Pekerjaan gue sebagai pengacara pun seringkali berurusan sama agenda perceraian yang alasannya macem-macem, padahal dulu mereka menikah pake cinta.

Semua itu bikin gue yakin, kalau pernikahan cuma bakal bikin cinta memudar seiring dengan berjalannya waktu. Cinta yang disanjung-sanjung dan bersifat segalanya waktu pacaran, ternyata nggak bisa tuh jadi landasan pernikahan bisa bertahan.

Kalau menikah justru bikin gue bisa kehilangan Lintang, mending nggak, deh. Gue yakin kok, bisa bikin dia bahagia tanpa embel-embel pernikahan.

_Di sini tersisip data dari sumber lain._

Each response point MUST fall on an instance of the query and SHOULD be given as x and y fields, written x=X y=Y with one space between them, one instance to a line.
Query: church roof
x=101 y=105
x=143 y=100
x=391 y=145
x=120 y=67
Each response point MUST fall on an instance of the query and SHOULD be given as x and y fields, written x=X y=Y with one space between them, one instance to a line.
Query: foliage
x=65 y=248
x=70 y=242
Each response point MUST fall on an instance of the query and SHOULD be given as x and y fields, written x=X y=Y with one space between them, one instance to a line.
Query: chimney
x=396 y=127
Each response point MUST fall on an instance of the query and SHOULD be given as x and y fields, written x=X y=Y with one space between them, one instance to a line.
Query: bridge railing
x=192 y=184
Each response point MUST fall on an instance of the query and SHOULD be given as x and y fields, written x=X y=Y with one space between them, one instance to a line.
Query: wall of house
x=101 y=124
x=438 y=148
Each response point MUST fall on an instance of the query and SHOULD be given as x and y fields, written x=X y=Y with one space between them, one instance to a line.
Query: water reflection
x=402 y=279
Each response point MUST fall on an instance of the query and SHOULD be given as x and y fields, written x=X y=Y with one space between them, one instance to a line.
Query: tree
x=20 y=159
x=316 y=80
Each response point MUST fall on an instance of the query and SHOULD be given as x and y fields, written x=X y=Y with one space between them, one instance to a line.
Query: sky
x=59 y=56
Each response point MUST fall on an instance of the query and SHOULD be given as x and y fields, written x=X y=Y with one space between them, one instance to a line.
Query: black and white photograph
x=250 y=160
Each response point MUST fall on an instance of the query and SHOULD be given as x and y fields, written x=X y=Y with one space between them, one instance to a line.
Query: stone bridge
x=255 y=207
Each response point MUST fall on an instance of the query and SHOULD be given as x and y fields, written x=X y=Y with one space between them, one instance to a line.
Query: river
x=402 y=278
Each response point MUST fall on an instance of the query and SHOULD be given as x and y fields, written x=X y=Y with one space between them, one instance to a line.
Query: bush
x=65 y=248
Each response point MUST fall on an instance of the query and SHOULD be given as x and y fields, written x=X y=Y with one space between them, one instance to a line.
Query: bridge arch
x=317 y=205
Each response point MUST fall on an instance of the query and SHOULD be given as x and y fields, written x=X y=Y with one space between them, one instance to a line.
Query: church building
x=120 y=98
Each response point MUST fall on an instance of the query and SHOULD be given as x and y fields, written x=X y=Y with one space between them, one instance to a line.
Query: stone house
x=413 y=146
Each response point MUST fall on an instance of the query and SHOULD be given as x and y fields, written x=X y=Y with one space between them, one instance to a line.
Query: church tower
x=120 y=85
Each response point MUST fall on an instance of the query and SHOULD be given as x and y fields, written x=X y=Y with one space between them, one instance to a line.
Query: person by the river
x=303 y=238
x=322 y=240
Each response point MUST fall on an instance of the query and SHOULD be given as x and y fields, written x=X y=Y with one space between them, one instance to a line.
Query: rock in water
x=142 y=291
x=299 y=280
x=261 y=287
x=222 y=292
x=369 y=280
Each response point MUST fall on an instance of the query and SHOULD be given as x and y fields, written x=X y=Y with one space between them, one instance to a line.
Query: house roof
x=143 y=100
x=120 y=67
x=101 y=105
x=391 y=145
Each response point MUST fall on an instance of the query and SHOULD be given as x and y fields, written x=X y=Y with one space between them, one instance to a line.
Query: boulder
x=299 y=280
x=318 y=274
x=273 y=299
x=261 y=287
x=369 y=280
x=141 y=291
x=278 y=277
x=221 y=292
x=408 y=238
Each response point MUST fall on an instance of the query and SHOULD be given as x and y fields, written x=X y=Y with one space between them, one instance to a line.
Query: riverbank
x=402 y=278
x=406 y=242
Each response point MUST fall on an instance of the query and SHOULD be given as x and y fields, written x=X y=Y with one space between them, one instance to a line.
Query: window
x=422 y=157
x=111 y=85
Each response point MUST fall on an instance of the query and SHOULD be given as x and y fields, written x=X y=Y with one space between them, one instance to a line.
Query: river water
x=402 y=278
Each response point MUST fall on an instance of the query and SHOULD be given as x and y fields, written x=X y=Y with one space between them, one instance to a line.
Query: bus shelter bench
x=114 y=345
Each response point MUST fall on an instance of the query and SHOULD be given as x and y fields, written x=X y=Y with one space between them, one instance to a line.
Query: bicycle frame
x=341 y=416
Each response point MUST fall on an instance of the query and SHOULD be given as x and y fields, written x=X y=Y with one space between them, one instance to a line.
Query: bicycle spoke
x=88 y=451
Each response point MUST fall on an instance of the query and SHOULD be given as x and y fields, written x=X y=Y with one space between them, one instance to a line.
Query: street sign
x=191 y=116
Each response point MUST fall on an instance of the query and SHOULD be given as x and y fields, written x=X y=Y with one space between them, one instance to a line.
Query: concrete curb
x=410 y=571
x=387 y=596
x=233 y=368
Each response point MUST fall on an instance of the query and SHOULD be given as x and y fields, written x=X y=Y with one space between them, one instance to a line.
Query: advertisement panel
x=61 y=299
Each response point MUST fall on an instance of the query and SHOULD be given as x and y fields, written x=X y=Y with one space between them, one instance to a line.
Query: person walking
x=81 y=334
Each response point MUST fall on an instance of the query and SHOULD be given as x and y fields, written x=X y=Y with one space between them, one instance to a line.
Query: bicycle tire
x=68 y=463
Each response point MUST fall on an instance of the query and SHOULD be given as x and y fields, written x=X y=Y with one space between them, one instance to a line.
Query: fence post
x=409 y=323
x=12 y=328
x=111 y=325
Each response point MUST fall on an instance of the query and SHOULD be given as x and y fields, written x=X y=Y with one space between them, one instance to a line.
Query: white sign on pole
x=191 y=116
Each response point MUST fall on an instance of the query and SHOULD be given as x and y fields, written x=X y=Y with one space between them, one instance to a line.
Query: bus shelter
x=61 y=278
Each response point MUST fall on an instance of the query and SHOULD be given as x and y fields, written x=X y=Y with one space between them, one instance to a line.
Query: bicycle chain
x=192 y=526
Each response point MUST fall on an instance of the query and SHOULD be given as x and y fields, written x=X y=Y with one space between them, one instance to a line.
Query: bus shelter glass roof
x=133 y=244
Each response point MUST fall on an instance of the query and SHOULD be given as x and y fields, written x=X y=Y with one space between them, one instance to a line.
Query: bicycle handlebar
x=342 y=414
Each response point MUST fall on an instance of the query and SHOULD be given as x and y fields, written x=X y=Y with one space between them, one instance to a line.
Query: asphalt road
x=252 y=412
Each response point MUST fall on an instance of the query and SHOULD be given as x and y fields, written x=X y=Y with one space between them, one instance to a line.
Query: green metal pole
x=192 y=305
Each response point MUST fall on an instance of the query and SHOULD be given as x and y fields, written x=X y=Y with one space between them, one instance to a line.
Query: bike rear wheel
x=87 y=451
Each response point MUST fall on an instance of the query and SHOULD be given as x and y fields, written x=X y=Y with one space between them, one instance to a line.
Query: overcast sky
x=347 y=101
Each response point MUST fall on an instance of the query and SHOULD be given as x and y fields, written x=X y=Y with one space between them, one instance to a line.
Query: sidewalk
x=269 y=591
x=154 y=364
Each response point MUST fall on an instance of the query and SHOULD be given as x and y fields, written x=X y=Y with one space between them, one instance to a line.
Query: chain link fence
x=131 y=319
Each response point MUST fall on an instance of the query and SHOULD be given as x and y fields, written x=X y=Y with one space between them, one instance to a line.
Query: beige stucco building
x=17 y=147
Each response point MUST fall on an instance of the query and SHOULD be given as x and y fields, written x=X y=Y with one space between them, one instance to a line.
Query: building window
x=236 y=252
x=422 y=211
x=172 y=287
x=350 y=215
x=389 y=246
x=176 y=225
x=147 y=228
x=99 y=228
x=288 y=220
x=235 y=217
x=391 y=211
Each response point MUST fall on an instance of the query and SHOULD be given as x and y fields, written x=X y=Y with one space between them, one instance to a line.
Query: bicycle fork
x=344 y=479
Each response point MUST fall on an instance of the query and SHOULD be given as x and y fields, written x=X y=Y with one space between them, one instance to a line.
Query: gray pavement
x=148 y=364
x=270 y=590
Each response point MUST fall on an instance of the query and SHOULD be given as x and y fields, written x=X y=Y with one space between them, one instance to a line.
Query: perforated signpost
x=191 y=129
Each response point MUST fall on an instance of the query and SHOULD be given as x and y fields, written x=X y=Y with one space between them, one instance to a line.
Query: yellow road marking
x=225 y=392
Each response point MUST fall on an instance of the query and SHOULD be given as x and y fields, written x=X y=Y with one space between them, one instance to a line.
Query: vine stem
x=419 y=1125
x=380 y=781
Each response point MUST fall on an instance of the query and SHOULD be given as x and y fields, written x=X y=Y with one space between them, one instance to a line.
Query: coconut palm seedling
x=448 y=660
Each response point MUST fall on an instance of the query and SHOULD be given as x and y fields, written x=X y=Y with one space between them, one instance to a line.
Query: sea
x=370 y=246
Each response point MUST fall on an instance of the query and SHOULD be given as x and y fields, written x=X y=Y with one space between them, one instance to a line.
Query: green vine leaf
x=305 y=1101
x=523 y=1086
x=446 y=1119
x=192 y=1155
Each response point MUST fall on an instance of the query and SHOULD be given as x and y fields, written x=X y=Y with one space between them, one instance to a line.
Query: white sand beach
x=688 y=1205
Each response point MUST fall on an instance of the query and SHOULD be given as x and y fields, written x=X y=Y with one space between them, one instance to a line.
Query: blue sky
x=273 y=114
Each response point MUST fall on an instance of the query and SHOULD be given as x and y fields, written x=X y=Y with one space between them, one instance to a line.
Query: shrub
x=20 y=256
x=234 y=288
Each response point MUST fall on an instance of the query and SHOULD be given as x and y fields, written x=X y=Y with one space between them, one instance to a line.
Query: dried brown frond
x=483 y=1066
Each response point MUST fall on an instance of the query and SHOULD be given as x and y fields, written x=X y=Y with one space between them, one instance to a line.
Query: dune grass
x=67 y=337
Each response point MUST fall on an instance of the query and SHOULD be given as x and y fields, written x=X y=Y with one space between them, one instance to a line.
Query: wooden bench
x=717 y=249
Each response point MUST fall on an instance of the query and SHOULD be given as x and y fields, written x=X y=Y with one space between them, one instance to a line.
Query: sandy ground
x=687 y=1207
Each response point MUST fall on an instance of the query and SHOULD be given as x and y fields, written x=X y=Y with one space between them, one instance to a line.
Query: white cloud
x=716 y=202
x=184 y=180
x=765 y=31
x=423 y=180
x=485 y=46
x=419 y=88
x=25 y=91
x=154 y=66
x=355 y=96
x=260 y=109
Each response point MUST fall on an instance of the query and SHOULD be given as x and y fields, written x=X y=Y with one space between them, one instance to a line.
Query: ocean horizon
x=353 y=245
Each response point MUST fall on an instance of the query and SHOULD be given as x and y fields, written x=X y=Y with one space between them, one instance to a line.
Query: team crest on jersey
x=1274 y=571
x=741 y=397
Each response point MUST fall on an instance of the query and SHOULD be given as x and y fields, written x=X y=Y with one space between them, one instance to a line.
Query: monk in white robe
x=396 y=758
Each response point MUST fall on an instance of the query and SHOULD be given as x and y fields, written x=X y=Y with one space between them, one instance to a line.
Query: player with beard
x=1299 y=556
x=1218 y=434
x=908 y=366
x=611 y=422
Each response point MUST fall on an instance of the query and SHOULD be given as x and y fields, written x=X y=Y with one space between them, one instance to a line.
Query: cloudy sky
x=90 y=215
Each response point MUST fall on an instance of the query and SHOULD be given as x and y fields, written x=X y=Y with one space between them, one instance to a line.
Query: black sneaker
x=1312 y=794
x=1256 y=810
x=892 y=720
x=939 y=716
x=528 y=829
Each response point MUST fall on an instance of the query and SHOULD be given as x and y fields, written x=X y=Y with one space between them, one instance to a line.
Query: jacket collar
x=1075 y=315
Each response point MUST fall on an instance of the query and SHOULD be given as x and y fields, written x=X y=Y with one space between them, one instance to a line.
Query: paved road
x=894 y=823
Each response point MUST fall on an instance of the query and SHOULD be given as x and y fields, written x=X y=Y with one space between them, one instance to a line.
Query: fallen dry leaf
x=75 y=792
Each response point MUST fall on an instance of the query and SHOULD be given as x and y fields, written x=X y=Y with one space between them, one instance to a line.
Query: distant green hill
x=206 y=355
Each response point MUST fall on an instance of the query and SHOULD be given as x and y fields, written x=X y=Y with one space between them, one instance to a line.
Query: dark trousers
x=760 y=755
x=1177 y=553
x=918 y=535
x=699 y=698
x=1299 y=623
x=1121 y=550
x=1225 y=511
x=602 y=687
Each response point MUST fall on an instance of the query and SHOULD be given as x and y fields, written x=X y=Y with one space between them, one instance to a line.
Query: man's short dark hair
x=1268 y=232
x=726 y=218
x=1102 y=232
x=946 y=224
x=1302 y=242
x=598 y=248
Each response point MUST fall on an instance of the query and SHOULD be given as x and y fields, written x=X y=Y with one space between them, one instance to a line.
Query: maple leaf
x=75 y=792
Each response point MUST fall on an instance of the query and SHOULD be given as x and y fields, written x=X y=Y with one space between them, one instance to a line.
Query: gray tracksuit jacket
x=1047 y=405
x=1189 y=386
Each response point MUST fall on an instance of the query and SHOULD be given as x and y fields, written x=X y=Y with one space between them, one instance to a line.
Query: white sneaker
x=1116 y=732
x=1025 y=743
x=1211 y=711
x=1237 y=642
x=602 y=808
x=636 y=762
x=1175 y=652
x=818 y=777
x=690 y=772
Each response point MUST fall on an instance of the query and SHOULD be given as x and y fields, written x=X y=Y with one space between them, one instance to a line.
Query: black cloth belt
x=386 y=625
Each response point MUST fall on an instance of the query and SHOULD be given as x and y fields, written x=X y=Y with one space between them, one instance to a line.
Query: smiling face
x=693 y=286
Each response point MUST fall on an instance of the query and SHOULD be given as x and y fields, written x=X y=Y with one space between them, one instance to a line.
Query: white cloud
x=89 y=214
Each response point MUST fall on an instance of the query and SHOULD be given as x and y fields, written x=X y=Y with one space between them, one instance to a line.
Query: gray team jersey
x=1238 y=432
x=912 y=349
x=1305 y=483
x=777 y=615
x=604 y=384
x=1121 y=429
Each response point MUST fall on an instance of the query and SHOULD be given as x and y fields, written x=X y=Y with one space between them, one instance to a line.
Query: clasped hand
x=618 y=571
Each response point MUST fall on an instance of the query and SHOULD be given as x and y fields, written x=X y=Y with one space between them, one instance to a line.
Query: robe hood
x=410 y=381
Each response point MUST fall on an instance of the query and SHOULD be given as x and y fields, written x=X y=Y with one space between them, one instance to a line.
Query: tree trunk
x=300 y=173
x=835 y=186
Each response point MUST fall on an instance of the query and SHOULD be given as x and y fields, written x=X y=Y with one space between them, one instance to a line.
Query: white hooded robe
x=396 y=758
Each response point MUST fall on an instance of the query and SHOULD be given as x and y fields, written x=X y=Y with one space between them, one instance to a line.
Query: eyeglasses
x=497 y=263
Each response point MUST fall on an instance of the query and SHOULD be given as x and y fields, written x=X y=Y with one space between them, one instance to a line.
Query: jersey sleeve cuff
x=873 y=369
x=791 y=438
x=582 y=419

"Elo tuh aneh banget, Res. Sumpah, deh." Kali ini, Restu berdecak sangat jengkel. "Kenapa juga lo harus takut sama sesuatu yang belum tentu kejadian?" cebiknya. "Bertahan atau enggaknya sebuah hubungan itu tergantung cara tiap orang ngerawatnya. Harusnya, lo bersyukur kalau hubungan-hubungan gagal yang ada di sekitar lo itu bisa lo bikin jadi pelajaran biar nggak keulang lagi di hubungan lo. Mikir deh, Res. Selama lo pacaran sama Lintang, kalian nggak pernah ribut apa? Pasti ada, kan? Nah—"

"Nggak pernah," potong gue cepat.

"Bohong lo, Bangke!"

"Serius! Baru kali ini kami putus komunikasi beberapa hari. Biasanya gue emang nggak pernah ribut sama dia," yakin gue. "Paling juga dia cuma ngambek-ngambek biasa, ya habis itu baikan lagi. Udah."

"Dan lo masih aja mikir buat nikahin cewek nggak rese kayak si Lintang?" Restu menggeleng-gelengkan kepala sambil masang muka nggak habis pikirnya. "Udah deh, gue tikung lo aja. Daripada—ah, Sialan! Sakit!!" Dia mengusap-ngusap belakang kepalanya yang habis gue pukul. Kesal juga sama celetukan asalnya.

Temen sialan emang!

"Ya, lagian lo tuh sakit, deh! Ke psikolog sana! Overthinking lo soal pernikahan udah nggak wajar."

Gue terdiam, lagi.

Apa iya gue sampai harus ke psikolog segala? Nggaklah!

"Elo aja nggak nikah-nikah, malah nyuruh gue ke psikolog cuma karena pemikiran gue!"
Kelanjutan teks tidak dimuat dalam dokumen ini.